Look at the pretty I have bought this festive season!
It does mean that I'm living on toast for the next couple of months and may have to start walkiing to work (yes, I know it's 14 miles away), but soooo worth it!
Now I can chat on skype, or do some Facebook stalking, or even blog while still in bed, or in the living room, or most dramatically, ON THE BUS!!!! Well, okay, it has only worked on the bus once so far due to it being Stagecoach (i.e. mostly rubbish) and there rarely being enough seats for everyone let alone working wi-fi. But in theory I can have the internet on the bus on my tiny little 'puter!
Apart from the brilliance of iPlayer on the move, the most remarkable thing about my new toy is that it is probably the first time ever that I have actually saved dilligently and paid for a high ticket item with money that exists now and is all mine. Which is pretty shameful considering I'm entering my 35th year, but one of the positives of "credit crunch" times. Part of the joy of this purchase has been the months looking at different options on the internet and stroking things in Currys and PC World. In the old carefree days of buy now, pay at some point in the future when I get a fabulous high paying job and my life finally gets on track, I would have just gone..." i want that one"...and bought it. Now that the reality of a career in retail has finally sunk in (after 8 years it's probably not a temporary stop gap anymore) I am actually budgetting and making sensible decisions about what is realistically within my grasp.
Well, I say that...but if i was really sensible i would have waited another couple of months in order to save myself from the "£2 a day" torture of the next few weeks...but baby steps...
The weird thing about all the Credit Crunch chat of recent times is that I had naturally decided to reign myself in before the media frenzy telling me that I had to.

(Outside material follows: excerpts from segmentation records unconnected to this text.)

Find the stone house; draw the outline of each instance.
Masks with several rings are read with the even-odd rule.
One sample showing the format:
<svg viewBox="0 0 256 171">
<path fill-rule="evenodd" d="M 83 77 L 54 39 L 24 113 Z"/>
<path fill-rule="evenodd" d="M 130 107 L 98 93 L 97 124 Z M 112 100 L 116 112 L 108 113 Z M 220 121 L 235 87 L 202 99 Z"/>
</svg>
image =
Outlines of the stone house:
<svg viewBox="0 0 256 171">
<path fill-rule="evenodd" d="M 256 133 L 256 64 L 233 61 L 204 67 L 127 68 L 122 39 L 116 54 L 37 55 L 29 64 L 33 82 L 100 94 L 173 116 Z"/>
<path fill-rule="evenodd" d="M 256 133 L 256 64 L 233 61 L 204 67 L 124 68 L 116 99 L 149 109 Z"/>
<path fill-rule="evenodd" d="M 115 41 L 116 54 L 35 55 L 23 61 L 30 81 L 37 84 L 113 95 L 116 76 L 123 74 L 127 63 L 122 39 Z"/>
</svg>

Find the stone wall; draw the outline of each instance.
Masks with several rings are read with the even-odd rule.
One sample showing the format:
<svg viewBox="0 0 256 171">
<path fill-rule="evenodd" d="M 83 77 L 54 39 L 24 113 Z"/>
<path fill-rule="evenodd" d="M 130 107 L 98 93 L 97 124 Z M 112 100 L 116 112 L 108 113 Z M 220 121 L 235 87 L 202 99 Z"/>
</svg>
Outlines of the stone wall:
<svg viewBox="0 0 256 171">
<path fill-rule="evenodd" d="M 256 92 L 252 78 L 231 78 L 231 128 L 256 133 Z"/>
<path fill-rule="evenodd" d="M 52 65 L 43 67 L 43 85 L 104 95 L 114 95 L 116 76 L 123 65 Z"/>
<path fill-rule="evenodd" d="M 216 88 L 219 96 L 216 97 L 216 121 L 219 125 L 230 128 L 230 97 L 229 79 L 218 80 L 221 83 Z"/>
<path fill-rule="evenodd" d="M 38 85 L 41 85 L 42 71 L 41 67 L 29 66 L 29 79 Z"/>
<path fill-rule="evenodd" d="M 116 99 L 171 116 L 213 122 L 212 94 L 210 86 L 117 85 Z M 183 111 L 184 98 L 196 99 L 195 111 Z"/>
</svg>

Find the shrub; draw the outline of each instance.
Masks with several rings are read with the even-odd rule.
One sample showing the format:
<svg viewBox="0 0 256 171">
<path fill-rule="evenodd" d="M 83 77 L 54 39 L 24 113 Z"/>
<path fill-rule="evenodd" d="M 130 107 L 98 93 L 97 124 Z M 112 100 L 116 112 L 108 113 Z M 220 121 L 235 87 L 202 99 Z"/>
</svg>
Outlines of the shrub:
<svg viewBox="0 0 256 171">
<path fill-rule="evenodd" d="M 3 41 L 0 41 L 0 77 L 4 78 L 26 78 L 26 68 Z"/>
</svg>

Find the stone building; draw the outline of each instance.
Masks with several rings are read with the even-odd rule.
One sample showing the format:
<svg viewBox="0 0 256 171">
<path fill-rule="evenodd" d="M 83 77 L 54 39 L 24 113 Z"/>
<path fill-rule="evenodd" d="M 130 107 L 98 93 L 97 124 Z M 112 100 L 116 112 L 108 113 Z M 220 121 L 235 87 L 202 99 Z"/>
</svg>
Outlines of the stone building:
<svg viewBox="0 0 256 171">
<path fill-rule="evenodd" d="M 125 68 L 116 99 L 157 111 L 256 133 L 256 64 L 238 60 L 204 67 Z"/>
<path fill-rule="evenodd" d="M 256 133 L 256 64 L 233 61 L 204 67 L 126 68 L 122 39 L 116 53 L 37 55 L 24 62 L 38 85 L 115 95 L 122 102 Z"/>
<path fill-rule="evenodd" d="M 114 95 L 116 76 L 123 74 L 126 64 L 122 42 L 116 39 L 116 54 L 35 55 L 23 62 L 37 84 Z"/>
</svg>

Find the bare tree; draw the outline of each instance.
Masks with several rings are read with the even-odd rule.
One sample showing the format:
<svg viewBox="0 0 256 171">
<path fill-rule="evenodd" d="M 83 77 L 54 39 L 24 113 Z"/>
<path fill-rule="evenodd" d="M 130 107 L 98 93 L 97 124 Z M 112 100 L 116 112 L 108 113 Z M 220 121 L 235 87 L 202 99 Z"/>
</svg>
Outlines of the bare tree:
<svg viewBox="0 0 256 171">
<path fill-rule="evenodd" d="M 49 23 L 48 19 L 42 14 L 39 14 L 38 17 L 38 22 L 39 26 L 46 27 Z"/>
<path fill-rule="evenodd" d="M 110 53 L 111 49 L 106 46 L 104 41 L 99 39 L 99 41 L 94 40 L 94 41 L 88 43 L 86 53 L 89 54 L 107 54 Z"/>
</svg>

Economics are very far from being my strong point so I have to admit that I have just been believing what the BBC tells me without question and panicking accordingly. I was sooo relieved when just before christmas a friend who has been out of the country for a while asked out loud the question that has been blinking in the back of my head for a while. "Why do people suddenly have no money, when the amount they are earning hasn't changed?" It's a good question. I have no money because I always have no money. I have the potential of credit, but am choosing not to exploit it. Most of my friends have more sensible jobs and have always had a healthy disposable income...can that have changed so dramatically just because bread is a few pence more expensive?
The money people have to spend on unecessary (but life enhancing) crap is definitley going further. Thanks largely to that bald headed, shouty daytime telly bloke the average customer now sees shopping as more of a challenge than a pastime. The run up to Christmas was a battle of the wills between retail and customer.December looked as though it was going to be a disaster as the usual present buying frenzy held off and held off until Christmas week itself. People seemed to think that if they just waited another day they'd get the bargain of the century. I can't tell you how many times people asked me the price of guitars and looked incredulous when I quoted the price that was written clearly on the instrument. "But if I buy this, what will you give me?" Well...a guitar?

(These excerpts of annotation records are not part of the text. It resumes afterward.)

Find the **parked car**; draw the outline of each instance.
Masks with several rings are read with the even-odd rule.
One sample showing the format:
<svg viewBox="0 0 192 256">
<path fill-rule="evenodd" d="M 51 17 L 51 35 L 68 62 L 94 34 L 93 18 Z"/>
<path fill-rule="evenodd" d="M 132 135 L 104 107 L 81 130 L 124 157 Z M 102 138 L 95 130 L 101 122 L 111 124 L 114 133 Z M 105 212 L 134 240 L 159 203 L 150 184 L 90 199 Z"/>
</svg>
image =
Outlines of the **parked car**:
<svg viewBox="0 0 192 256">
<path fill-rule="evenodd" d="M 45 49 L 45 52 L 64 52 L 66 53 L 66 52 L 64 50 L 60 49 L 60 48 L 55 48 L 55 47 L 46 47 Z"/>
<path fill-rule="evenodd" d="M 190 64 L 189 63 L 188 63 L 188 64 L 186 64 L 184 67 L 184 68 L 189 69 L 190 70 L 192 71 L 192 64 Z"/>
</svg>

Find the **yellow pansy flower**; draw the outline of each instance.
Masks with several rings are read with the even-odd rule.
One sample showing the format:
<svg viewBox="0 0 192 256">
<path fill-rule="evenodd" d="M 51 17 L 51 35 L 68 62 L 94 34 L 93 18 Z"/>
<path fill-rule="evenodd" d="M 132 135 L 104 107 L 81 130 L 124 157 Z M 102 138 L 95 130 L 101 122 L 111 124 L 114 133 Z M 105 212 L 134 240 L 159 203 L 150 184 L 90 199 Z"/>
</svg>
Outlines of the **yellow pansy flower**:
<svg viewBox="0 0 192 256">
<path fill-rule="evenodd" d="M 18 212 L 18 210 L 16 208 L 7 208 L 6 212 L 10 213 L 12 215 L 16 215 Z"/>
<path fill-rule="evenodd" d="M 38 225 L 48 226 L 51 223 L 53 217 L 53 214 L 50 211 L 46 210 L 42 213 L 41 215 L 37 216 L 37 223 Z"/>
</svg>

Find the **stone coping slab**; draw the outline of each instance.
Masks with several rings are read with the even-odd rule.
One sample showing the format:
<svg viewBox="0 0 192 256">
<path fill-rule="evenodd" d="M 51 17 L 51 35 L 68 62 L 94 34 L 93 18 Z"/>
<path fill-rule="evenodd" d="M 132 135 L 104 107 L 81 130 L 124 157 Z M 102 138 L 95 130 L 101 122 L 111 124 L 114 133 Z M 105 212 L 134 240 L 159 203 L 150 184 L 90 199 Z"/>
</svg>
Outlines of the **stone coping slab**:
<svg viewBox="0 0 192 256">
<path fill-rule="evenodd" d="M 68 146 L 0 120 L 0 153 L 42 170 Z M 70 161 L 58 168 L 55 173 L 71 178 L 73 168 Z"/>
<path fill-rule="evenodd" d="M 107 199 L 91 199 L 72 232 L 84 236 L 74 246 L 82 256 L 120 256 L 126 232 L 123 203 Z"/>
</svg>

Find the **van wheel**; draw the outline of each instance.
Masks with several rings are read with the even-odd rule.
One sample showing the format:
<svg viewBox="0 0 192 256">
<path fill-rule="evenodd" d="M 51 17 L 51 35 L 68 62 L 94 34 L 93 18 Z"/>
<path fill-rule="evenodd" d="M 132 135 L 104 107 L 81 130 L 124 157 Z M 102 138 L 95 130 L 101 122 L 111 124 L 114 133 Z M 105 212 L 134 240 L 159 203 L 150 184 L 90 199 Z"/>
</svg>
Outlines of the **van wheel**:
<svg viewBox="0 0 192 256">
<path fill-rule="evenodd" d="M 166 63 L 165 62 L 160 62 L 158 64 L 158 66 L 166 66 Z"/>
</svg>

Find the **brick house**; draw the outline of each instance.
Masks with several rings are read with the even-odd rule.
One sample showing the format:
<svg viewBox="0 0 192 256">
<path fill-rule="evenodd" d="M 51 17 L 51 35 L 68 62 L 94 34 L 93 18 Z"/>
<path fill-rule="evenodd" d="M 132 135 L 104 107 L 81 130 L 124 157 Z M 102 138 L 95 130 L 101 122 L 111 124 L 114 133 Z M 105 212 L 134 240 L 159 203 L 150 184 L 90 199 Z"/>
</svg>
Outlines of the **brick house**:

Correct me if I'm wrong, but I believe the barter system went out when we swapped potatoes for a more metallic type of coinage!
Ach, I can't really complain as I did exactly the same when I bought my netbook. A flutter of the eyelids, the threat of just ordering from Amazon and the man in PC World gave me a 10% discount. Okay, it was the display model, but it did have the added bonus of including comedy pictures that random shoppers had taken of themselves. I think they were supposed to wipe them before they gave it to me.
Curses! I deleted them. I should have kept them, posted them here and then alerted the News of the World to the terribly careless way personal details were handled by a respected retailer. That would have saved me from a month of toast for tea!


I must admit that I'm the teensiest bit jealous of your new laptop; I've got one, but it's for work purposes and I'd really like to get one just for mucking about on the Internets while I'm relaxing in the living room or in a coffee shop (never in bed; I don't think I'm an in-bed computator).
Like you, we didn't magically run out of money when everyone decided that the economy had fallen face-first into the mud (which then turned out to be quicksand); we just never had any money to begin with. Our approach to losing as little as possible in the markets is to have as little as possible in the markets. It's working like a charm so far.
It's good to see you blogging again. We wants more.